El milagroso búnker argentino ya dejó atrás los festejos por la agónica victoria ante Egipto y puso la mira en el próximo paso hacia la gloria. Suiza será el rival de la Selección Argentina en los cuartos de final de la Copa del Mundo, luego de sellar su clasificación en una dramática definición por penales frente a Colombia.
Lejos de las luces de las grandes potencias tradicionales, el conjunto helvético se presenta como un examen de altísima exigencia táctica que obligará al equipo nacional a no repetir los errores.
Si algo caracteriza a este seleccionado suizo es su rigurosidad táctica. Es un equipo que rara vez se desborda o pierde la compostura, independientemente de cómo sea el resultado.
Su principal fortaleza radica en la solidez del bloque defensivo y en una notable capacidad para presionar en la zona media y salir con transiciones rápidas y directas.
Además, demostraron tener una mentalidad de hierro: no les pesó la presión ante Colombia y supieron manejar los tiempos de un partido físico y desgastante para terminar llevándoselo en la tanda desde los doce pasos.
RETROCESO LENTO
A pesar de su consistencia, Suiza no es un equipo invencible.

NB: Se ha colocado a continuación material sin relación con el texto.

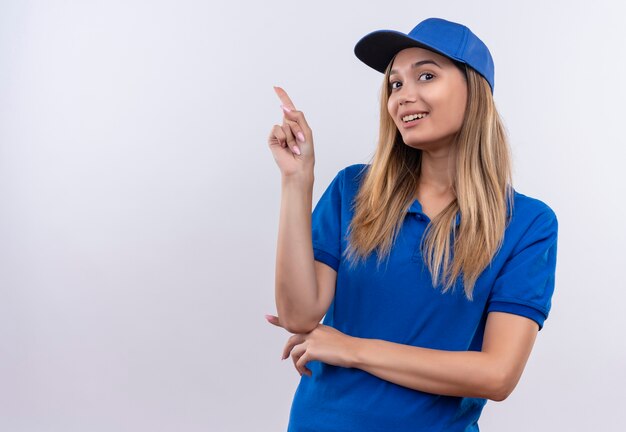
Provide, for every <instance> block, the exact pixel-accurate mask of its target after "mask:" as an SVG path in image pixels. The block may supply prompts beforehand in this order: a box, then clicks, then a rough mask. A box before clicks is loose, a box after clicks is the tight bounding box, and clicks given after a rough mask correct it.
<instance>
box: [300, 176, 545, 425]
mask: <svg viewBox="0 0 626 432" xmlns="http://www.w3.org/2000/svg"><path fill="white" fill-rule="evenodd" d="M368 167H369V165H364V164H355V165H350V166H348V167H346V168H344V169H342V170H341V171H340V172H339V173H338V174H337V175H336V176H335V178H334V179H333V181H332V182H331V183H330V185H329V186H328V188H327V189H326V190H325V192H324V193H323V194H322V196H321V198H320V200H319V201H318V203H317V205H316V206H315V209H314V211H313V215H312V234H313V251H314V256H315V260H317V261H321V262H323V263H326V264H327V265H329V266H331V267H332V268H334V269H335V270H336V271H337V285H336V289H335V297H334V299H333V301H332V303H331V305H330V307H329V309H328V311H327V313H326V315H325V317H324V320H323V324H326V325H328V326H332V327H334V328H336V329H338V330H340V331H341V332H343V333H345V334H347V335H350V336H356V337H360V338H372V339H383V340H387V341H391V342H396V343H401V344H406V345H413V346H417V347H424V348H432V349H438V350H449V351H480V350H481V347H482V340H483V333H484V330H485V322H486V319H487V314H488V313H489V312H492V311H499V312H507V313H512V314H516V315H522V316H525V317H528V318H530V319H532V320H534V321H535V322H536V323H537V324H538V326H539V330H541V328H542V327H543V323H544V321H545V319H546V318H547V317H548V313H549V311H550V307H551V297H552V294H553V292H554V275H555V267H556V250H557V228H558V226H557V218H556V215H555V214H554V212H553V211H552V209H551V208H550V207H549V206H548V205H547V204H545V203H543V202H542V201H540V200H538V199H535V198H531V197H528V196H526V195H523V194H520V193H518V192H517V191H515V192H514V195H515V201H514V208H513V218H512V220H511V222H510V224H509V226H508V227H507V229H506V233H505V237H504V243H503V245H502V248H501V249H500V251H499V252H498V253H497V254H496V256H495V257H494V259H493V260H492V263H491V265H490V266H488V267H487V268H486V269H485V270H484V271H483V273H482V274H481V276H480V277H479V278H478V280H477V282H476V285H475V287H474V291H473V301H469V300H467V298H466V297H465V294H464V291H463V283H462V281H457V283H456V286H455V287H454V292H452V291H448V292H447V293H446V294H442V293H441V289H440V287H437V288H434V287H433V283H432V278H431V275H430V272H429V271H428V268H427V266H426V265H425V264H424V261H423V259H422V254H421V251H420V241H421V238H422V235H423V234H424V231H425V229H426V226H427V224H428V223H429V222H430V219H429V218H428V216H426V215H425V214H424V213H423V212H422V208H421V204H420V203H419V201H418V200H415V201H414V202H413V203H412V204H411V207H410V210H409V213H408V215H407V217H406V218H405V220H404V222H403V225H402V228H401V230H400V232H399V233H398V237H397V238H396V241H395V243H394V246H393V248H392V250H391V255H390V256H389V259H388V261H386V262H385V261H383V262H382V263H381V265H380V267H379V269H378V270H377V269H376V258H377V255H376V252H374V253H372V254H371V255H370V256H369V257H368V258H367V260H366V261H365V262H361V263H360V264H359V265H358V266H357V267H355V268H354V269H352V270H350V269H349V265H348V263H347V262H346V261H345V259H344V258H343V256H342V253H343V251H344V250H345V248H346V246H347V236H346V232H347V228H348V225H349V223H350V221H351V219H352V216H353V215H354V211H353V209H352V208H351V204H352V200H353V198H354V196H355V194H356V192H357V190H358V187H359V182H360V180H361V179H362V177H363V174H364V173H365V170H366V169H367V168H368ZM456 222H457V224H458V223H459V222H460V218H459V217H457V220H456ZM307 367H308V368H309V369H310V370H311V372H312V376H311V377H308V376H307V375H303V376H302V378H301V379H300V383H299V385H298V388H297V390H296V392H295V395H294V399H293V404H292V407H291V412H290V415H289V429H288V430H289V432H313V431H315V432H323V431H358V432H360V431H368V432H369V431H372V432H376V431H381V432H382V431H384V432H389V431H398V432H403V431H407V432H408V431H411V432H415V431H429V432H432V431H478V430H479V428H478V418H479V417H480V414H481V412H482V409H483V407H484V405H485V404H486V402H487V399H483V398H470V397H455V396H445V395H436V394H432V393H426V392H422V391H417V390H413V389H410V388H408V387H403V386H400V385H397V384H395V383H392V382H389V381H386V380H383V379H381V378H378V377H377V376H375V375H372V374H370V373H368V372H365V371H363V370H361V369H357V368H343V367H337V366H332V365H329V364H326V363H323V362H320V361H310V362H309V363H307Z"/></svg>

Su principal déficit asoma cuando se ve obligado a asumir el protagonismo absoluto del juego; ante defensas cerradas, a menudo carece de la creatividad o el cambio de ritmo necesario para romper líneas, volviéndose un equipo predecible.
Por otro lado, si Argentina logra saltar la primera línea de presión con pases punzantes de mitad de cancha hacia adelante, los marcadores centrales helvéticos suelen sufrir las espaldas en velocidad, un factor clave que los veloces atacantes de la Scaloneta podrían explotar.
LOS PRINCIPALES NOMBRES POR LÍNEA
El cerrojo bajo los tres palos: Su arquero, Gregor Kobel, es una de las grandes figuras del certamen. Experto en penales y con un notable juego de pies, es el verdadero líder espiritual desde el fondo.
El termómetro del mediocampo: el capitán y estratega suizo, Granit Xhaka, maneja los hilos del equipo con una precisión quirúrgica. Su capacidad para cortar, distribuir y ordenar a sus compañeros lo convierte en el futbolista a presionar para cortarle los circuitos al rival.
La amenaza ofensiva: su centrodelantero, Breel Embolo, es una pesadilla para los defensores por su potencia física y su facilidad para jugar de espalda. Una referencia de área que exigirá la máxima concentración de la zaga central argentina.